“As we work through the escalating trade tensions that are currently roiling markets, it will be beneficial if all sides remember that trade adds value and is not a zero-sum game.”
That’s the bottom line of market comments made by Derrell Peel, Extension livestock marketing specialist at Oklahoma State University, as simmering trade tensions between the U.S. and China seemed set to boil the second week of April. Whether or not the tariff tiff continues, Peel’s point serves as a timely reminder.
Simplistically, a zero-sum game is one in which the only way I can win is if you lose, or vice versa. And the win on one side equals exactly the loss on the other. We wager $5 on the results of flipping a coin, for instance.
Too often, cattle business transactions are viewed as a zero-sum game. If fed cattle bring $2 less this week, we tend to think the seller lost $2 and the buyer gained $2.
That ignores all sorts of things, from opportunity and transaction costs to the fact that without a packer, there would be no buyer of fed cattle, so there would be no feedlot buyer of calves and feeders. Without cattle to feed and harvest, there would be no feedlots or packers. It’s a complex non-zero-sum game, in which the survival of the players is interdependent, with varying degrees of give-and-take advantage along the way.

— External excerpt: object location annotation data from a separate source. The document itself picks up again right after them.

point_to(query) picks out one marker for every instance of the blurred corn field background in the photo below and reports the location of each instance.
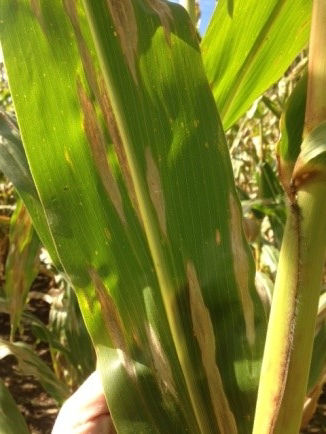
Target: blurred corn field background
(47, 336)
(43, 340)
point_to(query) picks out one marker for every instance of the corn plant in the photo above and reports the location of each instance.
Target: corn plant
(129, 184)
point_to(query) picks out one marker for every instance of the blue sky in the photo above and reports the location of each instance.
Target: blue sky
(207, 8)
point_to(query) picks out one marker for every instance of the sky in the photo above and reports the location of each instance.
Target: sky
(207, 8)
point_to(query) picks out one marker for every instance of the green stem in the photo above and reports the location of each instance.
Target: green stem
(316, 90)
(190, 6)
(291, 327)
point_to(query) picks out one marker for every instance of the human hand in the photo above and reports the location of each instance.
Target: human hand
(86, 411)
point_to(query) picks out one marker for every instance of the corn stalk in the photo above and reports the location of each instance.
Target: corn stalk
(292, 322)
(131, 190)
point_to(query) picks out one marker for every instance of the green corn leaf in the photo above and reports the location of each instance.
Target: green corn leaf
(22, 263)
(13, 163)
(236, 48)
(131, 165)
(11, 419)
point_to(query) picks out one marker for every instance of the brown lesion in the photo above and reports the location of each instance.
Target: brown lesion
(155, 189)
(98, 149)
(125, 23)
(98, 87)
(112, 320)
(37, 11)
(163, 11)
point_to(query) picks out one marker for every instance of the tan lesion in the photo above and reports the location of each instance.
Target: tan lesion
(98, 87)
(97, 145)
(241, 268)
(155, 189)
(124, 19)
(204, 333)
(112, 321)
(162, 9)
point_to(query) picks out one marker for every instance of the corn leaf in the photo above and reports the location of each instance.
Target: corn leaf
(237, 49)
(22, 263)
(13, 163)
(131, 165)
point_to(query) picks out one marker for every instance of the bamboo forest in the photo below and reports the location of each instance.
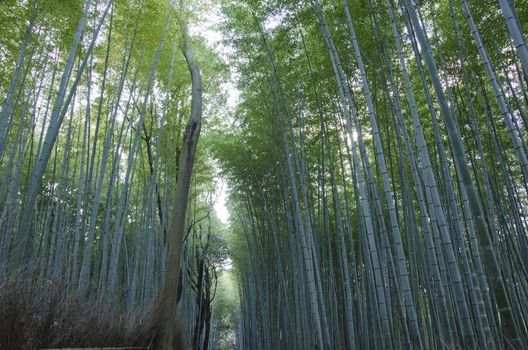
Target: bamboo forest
(263, 174)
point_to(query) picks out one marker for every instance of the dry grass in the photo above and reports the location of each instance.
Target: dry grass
(44, 315)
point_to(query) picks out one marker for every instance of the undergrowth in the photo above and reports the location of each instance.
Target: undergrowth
(36, 315)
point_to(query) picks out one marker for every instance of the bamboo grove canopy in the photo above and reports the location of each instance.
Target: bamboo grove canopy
(375, 156)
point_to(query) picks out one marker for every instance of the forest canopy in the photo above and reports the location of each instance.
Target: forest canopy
(373, 153)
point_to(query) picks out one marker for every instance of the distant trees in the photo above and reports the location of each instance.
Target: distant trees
(94, 152)
(378, 161)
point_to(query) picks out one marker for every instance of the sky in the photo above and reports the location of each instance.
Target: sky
(207, 28)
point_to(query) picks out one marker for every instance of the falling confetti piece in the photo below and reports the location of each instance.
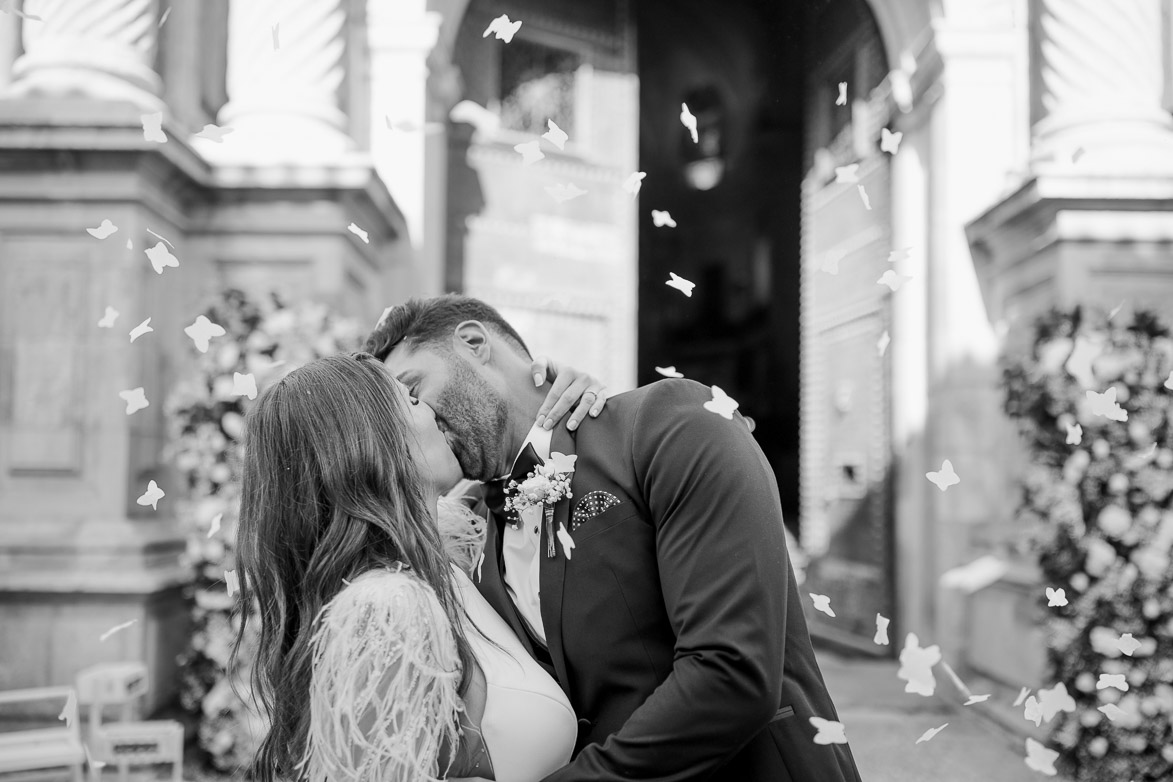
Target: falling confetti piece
(689, 122)
(828, 732)
(662, 218)
(151, 496)
(359, 232)
(1056, 597)
(244, 385)
(106, 229)
(530, 151)
(721, 403)
(1104, 405)
(568, 543)
(202, 332)
(916, 666)
(502, 28)
(680, 284)
(161, 258)
(632, 183)
(822, 603)
(153, 127)
(564, 192)
(893, 279)
(555, 135)
(140, 330)
(944, 477)
(135, 400)
(889, 141)
(931, 732)
(214, 133)
(1041, 759)
(881, 636)
(847, 174)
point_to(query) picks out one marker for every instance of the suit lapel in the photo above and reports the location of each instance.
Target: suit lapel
(553, 571)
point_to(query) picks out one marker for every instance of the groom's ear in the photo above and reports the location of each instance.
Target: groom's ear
(470, 338)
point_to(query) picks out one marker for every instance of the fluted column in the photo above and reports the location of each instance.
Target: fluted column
(1098, 73)
(284, 87)
(97, 48)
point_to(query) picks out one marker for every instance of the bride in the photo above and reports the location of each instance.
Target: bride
(378, 659)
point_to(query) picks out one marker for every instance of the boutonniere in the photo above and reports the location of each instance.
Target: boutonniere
(546, 485)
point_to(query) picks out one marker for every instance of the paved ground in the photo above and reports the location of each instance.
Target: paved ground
(883, 722)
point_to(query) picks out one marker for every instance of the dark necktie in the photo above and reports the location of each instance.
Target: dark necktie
(495, 490)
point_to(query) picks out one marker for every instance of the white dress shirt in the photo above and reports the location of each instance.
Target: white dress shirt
(520, 549)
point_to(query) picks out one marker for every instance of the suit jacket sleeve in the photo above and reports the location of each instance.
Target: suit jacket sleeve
(723, 566)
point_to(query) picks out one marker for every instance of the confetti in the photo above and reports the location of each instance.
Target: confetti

Consequently, recent results from an investigation into the behavior of fed cattle prices for 2013-16 are unsurprising.
Crumbling prices in the fall of 2015 prompted some in the industry to ask for the investigation, which was conducted by USDA’s General Accounting Office (GAO). At the time, there was chatter about falling prices being due to everything from imported cattle and beef to packer collusion.
Instead — commonly recognized at the time and proven with the benefit of history — it was basic fundamentals, perhaps skewed a bit by other things like algorithmic trading, international currency markets and the like.
The GAO report says as much.
“Our review identified several supply and demand factors — such as a prolonged drought that affected the price of cattle feed and the availability of relatively less expensive protein substitutes such as pork —that affected changes in fed cattle prices from 2013 through 2016,” according to the report.
“Furthermore, we found that varying competition levels among packers did not appear to explain the large national price changes, but may have contributed to variations in fed cattle prices in different areas of the country.”
As you’ll recall, years of drought and nascent herd expansion continued to limit calf and feeder cattle supplies, fueling historically high prices for much of 2015. Then cattle prices fell hard beneath the burden of increasing carcass weights, due to delayed feedlot marketing, which was tied to economic losses at feedlot level, as well as the high cost of feedlot replacements.
Domestic demand was sputtering with price-weary consumers. International beef demand was challenged by the surge in global supplies, the higher U.S. dollar and volatility associated with China’s currency devaluation that summer. All the while, markets were adjusting to the reality of an expanding cow herd for the first time in a couple of decades.
In 2016, demand began to perk up, the global protein glut eased, cattle feeders got current and were pulling cattle ahead by the end of the year, leading to reduced carcass weights and beef tonnage relative to cattle numbers. Markets began drifting back to what many considered normal conditions.
As Peel points out, trade is not a zero-sum game.